Paul Farmer: I've always been worried the money would never come through. This is not the first donor conference that I've attended. That's always been a concern.
CBC News: Haitian elections are coming up in late November. Over the years, you have been quite critical of foreign intervention in Haitian politics. It's a flawed political system. How do you expect the legislative and presidential elections will impact reconstruction?
Paul Farmer: My concern is that this process needs to not distract from the reconstruction.
That's a difficult thing to do. President Clinton was saying this: 'How would you like to try and rebuild Haiti, even as [it is] preparing, as the Haitian constitution requires it, elections?' My concern is that all Haitian people and parties be allowed to participate.
CBC News: The Haitians have always been praised for being so brave in this crisis. How do you think Haitians themselves evaluate the relief efforts of the UN, the international aid community and their own government?
Paul Farmer: If you are one of the one-plus million people living in those camps, you are not going to give high marks. I am not expecting that we're getting a good grade from the primary victims. We're just going to have to keep working harder to improve the quality of what we're doing.

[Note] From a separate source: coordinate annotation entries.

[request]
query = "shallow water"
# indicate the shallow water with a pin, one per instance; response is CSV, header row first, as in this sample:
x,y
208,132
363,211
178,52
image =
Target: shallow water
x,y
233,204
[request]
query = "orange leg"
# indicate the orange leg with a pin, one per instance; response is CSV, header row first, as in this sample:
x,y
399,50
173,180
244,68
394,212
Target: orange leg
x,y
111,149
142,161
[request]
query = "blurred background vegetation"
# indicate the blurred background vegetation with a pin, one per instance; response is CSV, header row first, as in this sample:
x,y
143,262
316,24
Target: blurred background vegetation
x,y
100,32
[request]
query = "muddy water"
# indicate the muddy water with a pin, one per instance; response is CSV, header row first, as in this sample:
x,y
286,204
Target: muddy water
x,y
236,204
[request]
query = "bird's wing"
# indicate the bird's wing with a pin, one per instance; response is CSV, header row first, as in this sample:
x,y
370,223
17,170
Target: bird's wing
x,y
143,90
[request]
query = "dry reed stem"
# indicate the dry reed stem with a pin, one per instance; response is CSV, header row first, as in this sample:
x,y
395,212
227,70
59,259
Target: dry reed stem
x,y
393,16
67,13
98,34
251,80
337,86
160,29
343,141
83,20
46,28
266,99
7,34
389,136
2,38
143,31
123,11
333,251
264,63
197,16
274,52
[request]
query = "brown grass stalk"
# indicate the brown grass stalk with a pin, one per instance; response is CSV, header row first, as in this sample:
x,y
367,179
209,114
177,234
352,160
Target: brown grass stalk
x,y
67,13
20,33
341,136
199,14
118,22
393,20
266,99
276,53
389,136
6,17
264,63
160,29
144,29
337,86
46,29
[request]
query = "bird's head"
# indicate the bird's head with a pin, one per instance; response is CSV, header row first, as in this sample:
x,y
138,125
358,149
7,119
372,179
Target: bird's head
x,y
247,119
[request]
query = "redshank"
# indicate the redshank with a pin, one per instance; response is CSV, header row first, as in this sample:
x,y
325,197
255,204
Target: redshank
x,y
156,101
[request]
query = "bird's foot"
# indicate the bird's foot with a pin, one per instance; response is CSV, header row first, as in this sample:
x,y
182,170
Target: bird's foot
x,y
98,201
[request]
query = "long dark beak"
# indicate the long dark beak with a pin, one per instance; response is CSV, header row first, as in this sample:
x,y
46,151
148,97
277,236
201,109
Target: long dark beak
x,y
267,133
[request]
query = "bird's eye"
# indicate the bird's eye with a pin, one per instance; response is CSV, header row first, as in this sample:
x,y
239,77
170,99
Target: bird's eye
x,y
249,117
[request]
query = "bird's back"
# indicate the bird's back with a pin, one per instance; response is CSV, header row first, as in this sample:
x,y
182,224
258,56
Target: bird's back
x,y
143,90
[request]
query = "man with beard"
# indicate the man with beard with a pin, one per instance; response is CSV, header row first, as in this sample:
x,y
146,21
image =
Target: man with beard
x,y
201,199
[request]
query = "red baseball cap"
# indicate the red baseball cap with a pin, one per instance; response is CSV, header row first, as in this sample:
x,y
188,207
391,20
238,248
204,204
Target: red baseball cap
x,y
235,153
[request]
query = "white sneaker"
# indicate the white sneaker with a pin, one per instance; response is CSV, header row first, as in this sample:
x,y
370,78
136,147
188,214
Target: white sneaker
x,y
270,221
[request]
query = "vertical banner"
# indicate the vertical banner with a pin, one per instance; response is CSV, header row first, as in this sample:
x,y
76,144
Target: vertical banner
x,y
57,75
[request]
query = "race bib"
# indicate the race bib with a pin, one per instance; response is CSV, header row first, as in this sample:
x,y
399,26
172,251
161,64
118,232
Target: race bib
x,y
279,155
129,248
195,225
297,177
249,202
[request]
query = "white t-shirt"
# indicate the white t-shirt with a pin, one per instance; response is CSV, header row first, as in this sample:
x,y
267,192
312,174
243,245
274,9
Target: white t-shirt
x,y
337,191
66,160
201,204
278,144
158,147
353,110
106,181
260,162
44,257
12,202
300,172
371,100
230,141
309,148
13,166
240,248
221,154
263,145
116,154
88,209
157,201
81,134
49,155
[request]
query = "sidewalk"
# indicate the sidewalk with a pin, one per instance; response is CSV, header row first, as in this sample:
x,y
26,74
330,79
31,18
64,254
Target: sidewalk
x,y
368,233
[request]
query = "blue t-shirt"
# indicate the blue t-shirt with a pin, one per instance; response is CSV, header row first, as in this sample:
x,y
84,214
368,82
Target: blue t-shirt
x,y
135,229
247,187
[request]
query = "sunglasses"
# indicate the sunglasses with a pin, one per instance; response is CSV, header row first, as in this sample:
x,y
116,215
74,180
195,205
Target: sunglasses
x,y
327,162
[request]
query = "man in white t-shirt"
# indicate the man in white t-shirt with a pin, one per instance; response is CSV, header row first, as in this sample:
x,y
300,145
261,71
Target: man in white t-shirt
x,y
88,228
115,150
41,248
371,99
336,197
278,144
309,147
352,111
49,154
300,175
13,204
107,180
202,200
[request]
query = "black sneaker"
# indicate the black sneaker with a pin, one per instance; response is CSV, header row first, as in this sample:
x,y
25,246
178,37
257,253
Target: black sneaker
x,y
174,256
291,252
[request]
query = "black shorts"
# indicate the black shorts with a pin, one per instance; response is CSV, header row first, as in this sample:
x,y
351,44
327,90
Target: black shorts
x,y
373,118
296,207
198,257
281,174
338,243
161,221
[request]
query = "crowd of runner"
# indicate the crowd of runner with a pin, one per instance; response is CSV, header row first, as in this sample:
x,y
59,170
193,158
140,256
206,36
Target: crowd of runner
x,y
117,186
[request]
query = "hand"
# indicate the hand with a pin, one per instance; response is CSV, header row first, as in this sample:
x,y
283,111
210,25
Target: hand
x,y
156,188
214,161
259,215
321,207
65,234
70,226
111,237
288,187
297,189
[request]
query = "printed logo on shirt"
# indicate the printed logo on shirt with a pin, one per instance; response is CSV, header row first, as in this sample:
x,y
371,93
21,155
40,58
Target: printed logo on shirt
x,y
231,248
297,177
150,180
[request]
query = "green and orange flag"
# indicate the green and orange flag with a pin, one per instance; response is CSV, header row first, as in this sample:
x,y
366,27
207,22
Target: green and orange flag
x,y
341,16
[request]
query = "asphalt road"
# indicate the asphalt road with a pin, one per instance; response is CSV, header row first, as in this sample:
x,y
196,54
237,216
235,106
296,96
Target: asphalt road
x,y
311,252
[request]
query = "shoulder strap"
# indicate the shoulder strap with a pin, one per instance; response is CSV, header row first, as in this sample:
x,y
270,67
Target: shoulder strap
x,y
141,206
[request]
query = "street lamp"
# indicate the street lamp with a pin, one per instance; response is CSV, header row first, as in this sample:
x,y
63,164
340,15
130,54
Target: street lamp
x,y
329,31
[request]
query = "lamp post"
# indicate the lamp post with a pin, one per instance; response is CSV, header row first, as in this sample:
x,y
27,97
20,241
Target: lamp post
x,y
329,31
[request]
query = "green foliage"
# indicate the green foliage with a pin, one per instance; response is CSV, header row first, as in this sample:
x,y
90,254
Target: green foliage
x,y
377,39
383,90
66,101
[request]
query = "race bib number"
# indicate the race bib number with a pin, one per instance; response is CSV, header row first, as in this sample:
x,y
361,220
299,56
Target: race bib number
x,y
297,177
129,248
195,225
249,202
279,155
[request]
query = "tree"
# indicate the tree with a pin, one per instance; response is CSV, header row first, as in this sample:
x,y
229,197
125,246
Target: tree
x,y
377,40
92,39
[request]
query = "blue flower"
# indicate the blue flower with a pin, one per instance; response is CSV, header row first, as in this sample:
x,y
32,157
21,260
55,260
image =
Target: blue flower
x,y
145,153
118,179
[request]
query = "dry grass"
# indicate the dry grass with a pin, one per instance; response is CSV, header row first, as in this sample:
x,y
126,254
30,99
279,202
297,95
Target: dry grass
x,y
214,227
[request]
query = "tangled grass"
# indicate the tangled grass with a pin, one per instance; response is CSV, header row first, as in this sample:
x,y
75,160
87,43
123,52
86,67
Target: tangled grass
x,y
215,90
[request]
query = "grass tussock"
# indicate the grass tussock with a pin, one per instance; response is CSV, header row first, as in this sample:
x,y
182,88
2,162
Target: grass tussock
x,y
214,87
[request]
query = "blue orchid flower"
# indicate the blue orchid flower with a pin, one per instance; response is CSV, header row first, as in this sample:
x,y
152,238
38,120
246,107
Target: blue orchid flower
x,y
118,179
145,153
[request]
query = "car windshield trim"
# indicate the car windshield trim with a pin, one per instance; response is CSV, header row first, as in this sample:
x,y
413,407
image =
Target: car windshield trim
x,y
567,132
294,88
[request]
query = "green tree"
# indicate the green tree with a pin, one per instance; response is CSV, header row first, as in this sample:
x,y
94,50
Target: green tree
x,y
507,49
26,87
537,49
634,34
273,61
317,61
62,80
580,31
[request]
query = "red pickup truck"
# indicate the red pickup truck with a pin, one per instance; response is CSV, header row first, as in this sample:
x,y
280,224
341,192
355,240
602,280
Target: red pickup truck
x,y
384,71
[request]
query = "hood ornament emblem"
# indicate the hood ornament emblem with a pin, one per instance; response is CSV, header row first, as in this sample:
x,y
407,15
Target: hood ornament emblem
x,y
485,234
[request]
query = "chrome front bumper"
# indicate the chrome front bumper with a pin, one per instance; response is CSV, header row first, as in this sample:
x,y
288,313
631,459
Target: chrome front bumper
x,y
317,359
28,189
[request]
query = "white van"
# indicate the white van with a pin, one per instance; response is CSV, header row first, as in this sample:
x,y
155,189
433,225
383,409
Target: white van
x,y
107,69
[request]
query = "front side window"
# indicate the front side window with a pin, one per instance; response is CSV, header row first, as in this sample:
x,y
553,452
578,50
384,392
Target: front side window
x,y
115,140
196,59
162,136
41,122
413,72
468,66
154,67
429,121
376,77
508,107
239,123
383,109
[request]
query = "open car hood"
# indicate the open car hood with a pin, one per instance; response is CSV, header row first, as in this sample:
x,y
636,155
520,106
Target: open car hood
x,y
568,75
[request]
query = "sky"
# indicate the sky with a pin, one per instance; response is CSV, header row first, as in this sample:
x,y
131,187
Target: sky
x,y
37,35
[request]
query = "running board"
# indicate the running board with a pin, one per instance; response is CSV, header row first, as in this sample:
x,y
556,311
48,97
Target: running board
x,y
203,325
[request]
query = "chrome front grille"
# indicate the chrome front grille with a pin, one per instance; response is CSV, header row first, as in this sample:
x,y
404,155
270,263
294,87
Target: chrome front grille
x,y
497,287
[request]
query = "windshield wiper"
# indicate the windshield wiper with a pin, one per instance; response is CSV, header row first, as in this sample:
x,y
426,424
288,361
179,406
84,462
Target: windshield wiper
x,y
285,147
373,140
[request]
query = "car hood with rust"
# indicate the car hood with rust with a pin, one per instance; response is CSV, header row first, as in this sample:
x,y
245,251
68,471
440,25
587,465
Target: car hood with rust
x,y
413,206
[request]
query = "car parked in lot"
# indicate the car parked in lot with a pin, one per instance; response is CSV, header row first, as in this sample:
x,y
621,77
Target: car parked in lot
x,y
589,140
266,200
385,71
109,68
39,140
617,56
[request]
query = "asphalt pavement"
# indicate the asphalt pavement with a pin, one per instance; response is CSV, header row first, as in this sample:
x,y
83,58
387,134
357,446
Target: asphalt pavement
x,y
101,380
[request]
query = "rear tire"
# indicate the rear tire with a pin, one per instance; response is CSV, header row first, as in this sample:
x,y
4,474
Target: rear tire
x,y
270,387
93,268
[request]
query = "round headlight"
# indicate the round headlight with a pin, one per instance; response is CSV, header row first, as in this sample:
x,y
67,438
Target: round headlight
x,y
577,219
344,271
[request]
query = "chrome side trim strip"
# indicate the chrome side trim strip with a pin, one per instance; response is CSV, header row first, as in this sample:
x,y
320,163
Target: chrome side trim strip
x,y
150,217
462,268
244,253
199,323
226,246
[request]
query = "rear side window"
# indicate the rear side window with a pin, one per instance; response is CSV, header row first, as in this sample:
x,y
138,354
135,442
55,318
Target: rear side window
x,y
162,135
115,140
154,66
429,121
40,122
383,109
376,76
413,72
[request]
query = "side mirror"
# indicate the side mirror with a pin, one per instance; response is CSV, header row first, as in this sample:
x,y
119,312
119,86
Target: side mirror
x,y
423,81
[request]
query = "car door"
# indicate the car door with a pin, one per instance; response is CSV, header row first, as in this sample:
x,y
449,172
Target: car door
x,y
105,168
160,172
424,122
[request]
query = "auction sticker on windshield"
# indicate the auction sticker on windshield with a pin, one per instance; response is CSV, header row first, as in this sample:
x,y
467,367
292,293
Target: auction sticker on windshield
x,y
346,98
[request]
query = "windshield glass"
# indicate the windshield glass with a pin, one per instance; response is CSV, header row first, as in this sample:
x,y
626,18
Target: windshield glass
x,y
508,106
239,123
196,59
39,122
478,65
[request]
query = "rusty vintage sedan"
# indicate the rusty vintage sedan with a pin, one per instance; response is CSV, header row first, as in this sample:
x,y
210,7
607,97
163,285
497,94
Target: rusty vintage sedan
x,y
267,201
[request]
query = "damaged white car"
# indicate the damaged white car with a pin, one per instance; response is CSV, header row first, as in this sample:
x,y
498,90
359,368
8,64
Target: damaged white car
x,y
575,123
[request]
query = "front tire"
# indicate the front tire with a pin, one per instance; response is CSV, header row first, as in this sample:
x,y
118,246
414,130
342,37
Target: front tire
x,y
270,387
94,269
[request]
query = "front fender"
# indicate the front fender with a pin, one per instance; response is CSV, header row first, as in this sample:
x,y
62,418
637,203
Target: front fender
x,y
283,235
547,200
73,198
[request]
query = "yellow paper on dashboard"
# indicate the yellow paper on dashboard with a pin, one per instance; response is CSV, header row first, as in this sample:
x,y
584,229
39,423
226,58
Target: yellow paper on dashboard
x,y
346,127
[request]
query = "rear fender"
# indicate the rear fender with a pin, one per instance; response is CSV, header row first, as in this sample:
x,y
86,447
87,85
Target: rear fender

CBC News: You've written powerfully and emotionally about Haiti for a generation. You've now been given the keys to the car. You've been given the opportunity, as special deputy envoy, to help rebuild Haiti and help bring the voices of Haitians to that process. But you have to mesh your idealism with the world of realpolitik. How is that working out?
Paul Farmer: It is a challenge to move between the worlds of the people I might serve as a physician and the world of policy-makers.
I do think that the earthquake was a wakeup call to a lot of the latter, that so far the aspirations of the great majority of Haitians have not been met. That opening, it's still not closed.
In terms of "building back better," it's not just houses and buildings. It's also the entire process of development and the involvement of the majority. That has to be "built back better" too.
I think there's a little more chance of that now, than before. I'm not suggesting that it's easy to span those worlds. I doubt it is for anybody. But there is a little more opening than before.